Bicycle Chicken
Main Dishes | Author's cuisine
⏳ Time
1 hour + 10 hours
🥕 Ingredients
13
🍽️ Servings
2
Description
Recipe by John Smith, chef at the Wine Bar Bistro.
Ingredients
- Poultry - 21.2 oz
- Orange Bell Peppers - 14.8 oz
- Baking Tomatoes - 9.9 oz
- Mild Chili Spice - 2.1 oz
- Thai Bird's Eye Chili - 1.1 oz
- Lime - 2 pieces
- Cilantro - 0.7 oz
- Basil - 0.7 oz
- Ocean salt - 0.2 oz
- Smoked salt - 0.1 oz
- Black Cumin (Cumin) - 0.1 oz
- Grated Ginger Root - 0.7 oz
- Salt - 0.4 oz
Step by Step guide
Step 1
Roast the sweet peppers unpeeled in a preheated oven at 356°F for 15 minutes. Then, cover the peppers with aluminum foil or place them in a plastic bag and let them cool completely.
Step 2
Prepare the chicken: open the carcass by making a cut along the center of the breast. Run the knife along the breast and ribs to separate the meat from the bone. Then remove the backbone and cut the chicken into two halves.
Step 3
Grate the ginger coarsely and mix it with sea salt.
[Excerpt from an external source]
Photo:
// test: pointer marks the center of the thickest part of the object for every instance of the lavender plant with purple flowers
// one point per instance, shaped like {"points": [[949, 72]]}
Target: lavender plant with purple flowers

Rub the mixture thoroughly into the meat side of the chicken halves, cover the chicken with plastic wrap, and let it marinate for 1 hour.
Step 4
Peel the roasted peppers, removing the skin and seeds (if you don't have time to wait for them to cool, you can place them in ice water for a couple of minutes; this also works and makes the skin easier to remove). Place the flesh of the peppers in a blender.
Step 5
Remove the stems from chili peppers of all sizes. Remove the seeds if desired—if you enjoy fiery snacks, you can leave them in. Chop the hot peppers as you like.
Step 6
Add all the pepper and peeled tomatoes to the blender. Blend everything until smooth.
Step 7
Add lime juice and zest, cumin, paprika, and salt to the sauce. Finally, add the herbs (only the leaves) and blend the sauce again for a smooth consistency. Tear the leaves from the herbs and add them to the blender as well.
Step 8
Remove the chicken and take off the ginger. Place the chicken in the sauce, thoroughly coat the entire body with the sauce (be sure to wear gloves, as the sauce is incredibly spicy!) and put it in the refrigerator to marinate for another 8–12 hours.
Step 9
Once the chicken has marinated, thoroughly scrape off any excess marinade. Heat a large skillet with vegetable and butter, place the chicken skin-side down, and sear for 3 minutes. Then, flip it over and cook for another 3 minutes on the other side. Throughout the cooking process, baste the chicken with the oil from the skillet to achieve a more golden crust.
Step 10
Place the chicken in a preheated oven at 392°F for 10 minutes. Serve the chicken with the remaining sauce.